Contrast that with a fund like the Global X MSCI Argentina ETF (ARGT), which has a much wider 0.24% median spread. The underlying Argentine equities are less frequently traded, can be harder to price in real time and often have their own wide local spreads, which get passed through to the ETF level.
For investors using ETFs as trading tools or making frequent buys and sells, these spreads are costs that can add up. Even if an ETF has a low expense ratio, a wide bid-ask spread can quietly eat into your returns. Always factor it into your total cost of ownership.
"I would also be very suspicious of ETFs with high bid-ask spreads," Custovic says. "This to me signals low liquidity, potentially high transaction costs or even lack of buyers in the market."

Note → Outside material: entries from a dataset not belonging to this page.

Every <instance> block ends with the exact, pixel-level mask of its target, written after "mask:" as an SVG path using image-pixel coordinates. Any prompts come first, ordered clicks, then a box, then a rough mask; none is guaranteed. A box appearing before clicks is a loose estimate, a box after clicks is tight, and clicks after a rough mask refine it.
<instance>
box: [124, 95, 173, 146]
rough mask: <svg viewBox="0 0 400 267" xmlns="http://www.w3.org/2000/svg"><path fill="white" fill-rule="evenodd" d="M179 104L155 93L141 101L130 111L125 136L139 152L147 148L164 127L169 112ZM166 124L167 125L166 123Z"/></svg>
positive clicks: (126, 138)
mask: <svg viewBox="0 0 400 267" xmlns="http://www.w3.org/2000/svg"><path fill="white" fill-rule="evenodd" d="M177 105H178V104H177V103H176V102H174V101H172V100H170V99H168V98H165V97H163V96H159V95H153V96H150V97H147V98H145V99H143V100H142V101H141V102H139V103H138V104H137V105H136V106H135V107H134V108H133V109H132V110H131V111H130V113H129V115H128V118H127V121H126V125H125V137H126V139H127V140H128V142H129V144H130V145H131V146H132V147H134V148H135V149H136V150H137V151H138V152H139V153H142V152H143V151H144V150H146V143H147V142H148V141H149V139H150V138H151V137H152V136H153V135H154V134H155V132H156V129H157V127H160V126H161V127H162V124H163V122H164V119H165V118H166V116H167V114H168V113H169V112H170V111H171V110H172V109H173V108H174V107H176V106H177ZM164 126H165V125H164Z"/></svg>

One final red flag investors should watch for is closet indexing, a phenomenon where an actively managed mutual fund or ETF claims to try and beat the market, but in reality, holds a portfolio that closely mirrors its benchmark.
Unlike index funds, which simply license and replicate a benchmark like the S&P 500, active funds usually come with higher fees because they employ portfolio managers and research teams tasked with selecting stocks that they believe will outperform an index.
But if a fund's holdings are nearly identical to the benchmark, there's little chance it will outperform, especially after subtracting those higher management fees. In effect, you're paying for what amounts to an index with some slight tweaks, but at a much higher cost.
The fund industry uses a metric called active share to measure how different a fund's holdings are from its benchmark. Active share ranges from 0% to 100%, where 0% means the fund owns exactly the same stocks in the same proportions as the index, and 100% means no overlap at all.
While there's no official cutoff, funds with an active share below 50% are often accused of closet indexing, because the overlap is too high to justify active fees. Many funds fall into this trap.
For example, the popular Fidelity Blue Chip Growth Fund (FBGRX) has an active share of just 37.3%, according to Morningstar, despite charging a 0.47% expense ratio. For that price, investors might reasonably expect more differentiated stock selection.
Closet indexing often exists because of career risk. By hugging the benchmark, active fund managers limit how far their results can stray from it, reducing the chance of major short-term underperformance that might get them fired.
This tendency to prioritize job security over bold decision-making can lead to portfolios that are indistinguishable from passive strategies, despite being actively managed and priced as such.